Alte Eisenstangen, Holzpfosten, Rohre und Bauzäune ? das ehemalige Sozialrathaus ist eine Baustelle.
+
Alte Eisenstangen, Holzpfosten, Rohre und Bauzäune ? das ehemalige Sozialrathaus ist eine Baustelle.

Für 3,5 Millionen Euro

Ehemaliges Bürogebäude am Ben-Gurion-Ring komplett umgebaut

  • Judith Dietermann
    VonJudith Dietermann
    schließen

Das ehemalige Sozialrathaus am Ben-Gurion-Ring hat eine neue Bestimmung: Schon in einem Jahr soll es ein Wohnhaus sein. Die kleinen Büroräume baut die ABG derzeit in 18 Wohnungen um.
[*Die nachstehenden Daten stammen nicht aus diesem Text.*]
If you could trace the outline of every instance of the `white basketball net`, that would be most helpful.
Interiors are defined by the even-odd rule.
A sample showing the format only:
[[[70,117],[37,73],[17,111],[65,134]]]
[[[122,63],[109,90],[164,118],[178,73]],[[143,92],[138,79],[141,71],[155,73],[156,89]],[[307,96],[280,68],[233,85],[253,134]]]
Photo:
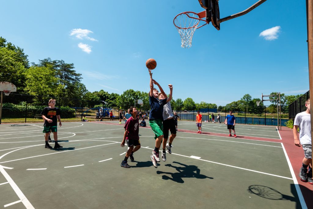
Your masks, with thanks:
[[[197,14],[186,13],[190,17],[199,18]],[[198,19],[188,17],[186,13],[182,13],[175,18],[175,24],[182,39],[182,48],[189,48],[191,47],[192,36],[200,22]]]

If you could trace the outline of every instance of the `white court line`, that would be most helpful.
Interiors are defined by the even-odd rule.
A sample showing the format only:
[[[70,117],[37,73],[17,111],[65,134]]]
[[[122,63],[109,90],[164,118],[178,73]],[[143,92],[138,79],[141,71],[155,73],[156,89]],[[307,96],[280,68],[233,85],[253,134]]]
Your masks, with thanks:
[[[73,167],[77,167],[78,166],[85,166],[85,165],[83,164],[81,165],[77,165],[77,166],[65,166],[64,167],[64,168],[71,168]]]
[[[99,162],[103,162],[104,161],[108,161],[109,160],[111,160],[113,158],[109,158],[109,159],[107,159],[106,160],[104,160],[103,161],[98,161]]]
[[[227,137],[227,136],[223,136],[223,137]],[[190,139],[190,137],[183,137],[182,136],[176,136],[175,138],[187,138],[187,139]],[[260,145],[261,146],[267,146],[269,147],[279,147],[280,148],[281,148],[281,147],[278,146],[273,146],[272,145],[262,145],[260,144],[254,144],[254,143],[248,143],[248,142],[243,142],[241,141],[229,141],[228,140],[222,140],[220,139],[203,139],[203,138],[192,138],[192,139],[204,139],[206,140],[212,140],[213,141],[227,141],[230,142],[236,142],[236,143],[243,143],[244,144],[249,144],[250,145]],[[280,142],[279,142],[280,143]]]
[[[6,205],[5,205],[3,206],[3,207],[7,207],[8,206],[10,206],[14,205],[14,204],[16,204],[17,203],[18,203],[19,202],[20,202],[22,201],[22,200],[18,200],[17,201],[16,201],[15,202],[11,202],[10,203],[8,204],[7,204]]]
[[[30,202],[27,199],[27,198],[26,198],[24,194],[23,194],[23,192],[22,192],[21,190],[20,189],[20,188],[18,188],[18,186],[14,181],[13,181],[12,178],[11,178],[11,176],[8,174],[7,172],[4,170],[3,166],[1,165],[0,165],[0,172],[1,172],[1,173],[2,174],[2,175],[4,177],[4,178],[5,178],[5,179],[9,182],[10,185],[11,186],[11,187],[12,187],[14,191],[15,192],[15,193],[20,199],[20,200],[18,201],[17,201],[16,202],[11,203],[9,204],[6,205],[4,206],[4,207],[5,207],[10,205],[15,204],[18,202],[22,202],[24,206],[25,206],[25,207],[27,209],[33,209],[33,208],[35,209],[35,208],[33,207],[31,203],[30,203]]]
[[[36,170],[46,170],[47,168],[28,168],[26,169],[26,171],[35,171]]]
[[[287,155],[287,152],[286,151],[285,149],[285,147],[284,146],[284,144],[282,143],[281,146],[284,150],[284,152],[285,154],[285,156],[286,157],[286,159],[288,163],[288,166],[289,167],[289,169],[290,170],[290,173],[291,174],[291,176],[292,176],[292,180],[293,180],[294,184],[295,187],[296,191],[297,191],[297,193],[298,194],[298,196],[299,198],[299,201],[301,204],[301,206],[303,209],[307,209],[307,206],[306,206],[306,204],[303,198],[303,196],[302,195],[302,192],[301,192],[301,190],[299,186],[299,183],[298,182],[298,180],[297,180],[297,178],[295,177],[295,175],[294,171],[293,169],[292,168],[292,166],[291,165],[291,163],[290,162],[290,160],[289,157],[288,157],[288,155]]]
[[[277,128],[277,126],[276,126],[276,128]],[[278,129],[277,129],[277,132],[278,132],[278,135],[279,135],[279,138],[280,138],[280,140],[281,140],[281,137],[280,136],[280,134],[279,133],[279,130],[278,130]]]

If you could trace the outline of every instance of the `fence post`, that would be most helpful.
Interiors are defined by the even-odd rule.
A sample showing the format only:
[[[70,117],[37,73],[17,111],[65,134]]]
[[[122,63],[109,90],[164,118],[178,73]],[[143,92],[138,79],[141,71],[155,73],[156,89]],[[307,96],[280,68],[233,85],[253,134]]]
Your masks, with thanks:
[[[26,123],[26,119],[27,118],[27,103],[28,102],[28,96],[26,96],[26,110],[25,110],[25,122]]]

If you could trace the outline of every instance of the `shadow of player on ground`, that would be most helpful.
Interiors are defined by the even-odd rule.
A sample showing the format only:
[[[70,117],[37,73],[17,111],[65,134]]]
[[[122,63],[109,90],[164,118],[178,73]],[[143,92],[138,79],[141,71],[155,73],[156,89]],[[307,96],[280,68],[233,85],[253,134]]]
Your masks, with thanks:
[[[179,183],[183,183],[184,182],[182,178],[196,178],[201,179],[207,178],[211,179],[213,179],[212,177],[209,177],[204,175],[200,174],[200,169],[197,166],[193,165],[187,166],[177,162],[173,162],[184,167],[177,167],[172,166],[170,164],[167,164],[165,165],[165,166],[173,168],[178,172],[177,173],[171,173],[158,171],[156,171],[156,173],[158,174],[165,174],[171,175],[172,178],[166,175],[163,175],[162,176],[162,178],[165,180],[172,180]]]

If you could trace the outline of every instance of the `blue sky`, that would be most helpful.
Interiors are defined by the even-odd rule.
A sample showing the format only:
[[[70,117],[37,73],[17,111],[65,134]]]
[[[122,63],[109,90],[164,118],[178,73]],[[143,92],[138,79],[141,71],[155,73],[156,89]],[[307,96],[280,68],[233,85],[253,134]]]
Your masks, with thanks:
[[[220,1],[220,17],[258,0]],[[181,47],[173,19],[203,10],[197,0],[3,1],[0,36],[30,62],[49,57],[74,64],[91,92],[148,92],[145,64],[173,97],[224,105],[246,94],[261,98],[308,90],[305,1],[268,0],[243,16],[197,29]],[[266,103],[265,103],[266,104]]]

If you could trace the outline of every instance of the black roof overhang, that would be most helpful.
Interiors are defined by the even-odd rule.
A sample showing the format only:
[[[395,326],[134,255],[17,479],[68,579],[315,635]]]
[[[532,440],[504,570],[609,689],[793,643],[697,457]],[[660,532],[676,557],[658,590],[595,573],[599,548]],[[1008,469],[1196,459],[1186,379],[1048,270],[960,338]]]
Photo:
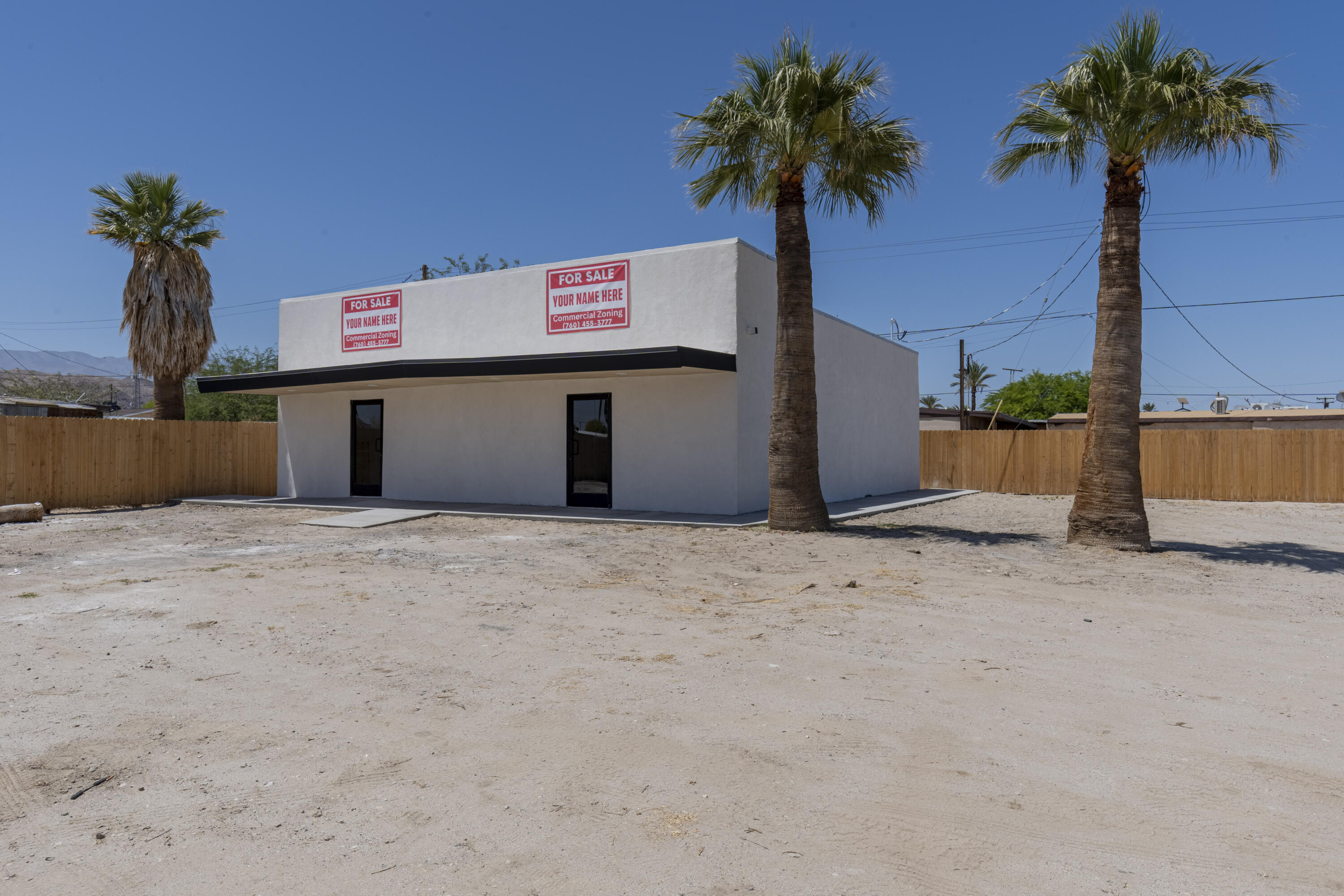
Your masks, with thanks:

Jetzt passiert tatsächlich das, was sich die Bewohner des Ben-Gurion-Rings schon vor 20 Jahren gewünscht haben. Das Gebäude, in dem bis vor einem halben Jahr noch das Sozialrathaus „Am Bügel“ untergebracht war, wird zu einem Wohnhaus umgerüstet. Vom Eigentümer, der städtischen Wohnungsbaugesellschaft ABG Frankfurt Holding. Ihr gehören nicht nur das Gebäude, das derzeit völlig umgebaut wird, sondern auch die beiden anderen Häuser des Dreier-Ensembles mit der grauen Klinkerfassade.

18 Einheiten, zwischen Zweieinhalb und fünf Zimmern groß, sind dort geplant. Alle Wohnungen werden gefördert und kosten zwischen 5,50 und 8,50 Euro Miete pro Quadratmeter. 3,5 Millionen Euro nimmt die ABG dafür in die Hand, bereits im vergangenen Jahr haben die Umbauarbeiten begonnen. Im Februar 2018 sollen die ersten Wohnungen bezugsfertig sein. Während die Außenhülle des Gebäudes dabei bis auf neue Fenster unangetastet bleibt, hat sich der Grundriss des vierstöckigen Gebäudes völlig verändert.

Kleines Projekt

„Die Anforderungen an eine Wohngebäude sind völlig andere als an ein Bürohaus. Das fängt bei der Deckenhöhe an, geht über die Sanitäranlagen und endet bei der Verkabelung“, erklärt ABG-Chef Frank Junker, für den die Revitalisierung des ehemaligen Sozialrathauses ein eher kleines Projekt ist. Allerdings ist es für ihn eine Herzenssache. Weil er sich noch genau an die Diskussionen vor 20 Jahren erinnern kann, ob am Ben-Gurion-Ring 110 a Wohnhäuser oder Bürogebäude entstehen sollen. „Jetzt schließt sich eben dieser Kreis“, betont Junker zudem, dass der schlechte Ruf des Viertels diesem nicht gerecht werde. „So schlimm ist es hier gar nicht“, sagt er.

Das sieht Oberbürgermeister Peter Feldmann (SPD) genauso. Das mag vielleicht auch daran liegen, weil er um die Ecke aufgewachsen ist und das Quartier wie seine Westentasche kennt. Zudem war er Leiter des Jugendhauses. „Die Legende des schlimmen Viertels müssen wir widerlegen, ebenso wie den Mythos, man könne Bürogebäude nicht in Wohnraum umbauen“, so das Stadtoberhaupt und spricht von einer „schönen Entwicklung“, die in den vergangenen Jahren am Ben-Gurion-Ring vorangetrieben worden sei. „Es sind Strukturen, in denen man gerne lebt. Es macht mehr Freude hier zu wohnen, als noch vor einigen Jahren“, denkt Feldmann.

Zwei Untergeschosse, ein Erdgeschoss sowie drei Stockwerke darüber zählt das ehemalige Sozialrathaus. 1200 Quadratmeter Wohnfläche sollen nach dem Umbau zur Verfügung stehen. Während das Treppenhaus erhalten bleibt, werden die Wände allesamt neu gedämmt, um einen energetischen Standard zu erreichen.

Parkplätze nebenan

Die Wohnungen im Erdgeschoss bekommen eine Terrasse, in den Obergeschossen werden Balkone installiert. Das Bistro im Erdgeschoss bleibt während und nach dem Umbau erhalten. Und auch für ausreichend Parkplätze ist gesorgt, denn die ehemaligen Stellplätze des Sozialrathauses werden an die neuen Bewohner vermietet.

Die anderen beiden Gebäude des „ansehnlichen Ensembles“, wie Junker sagt, sind von den Arbeiten übrigens nicht betroffen. Dort leben 52 Flüchtlinge in 22 ehemaligen Büroräumen, der Evangelische Verein für Wohnraumhilfe und eine Kita sind dort untergebracht.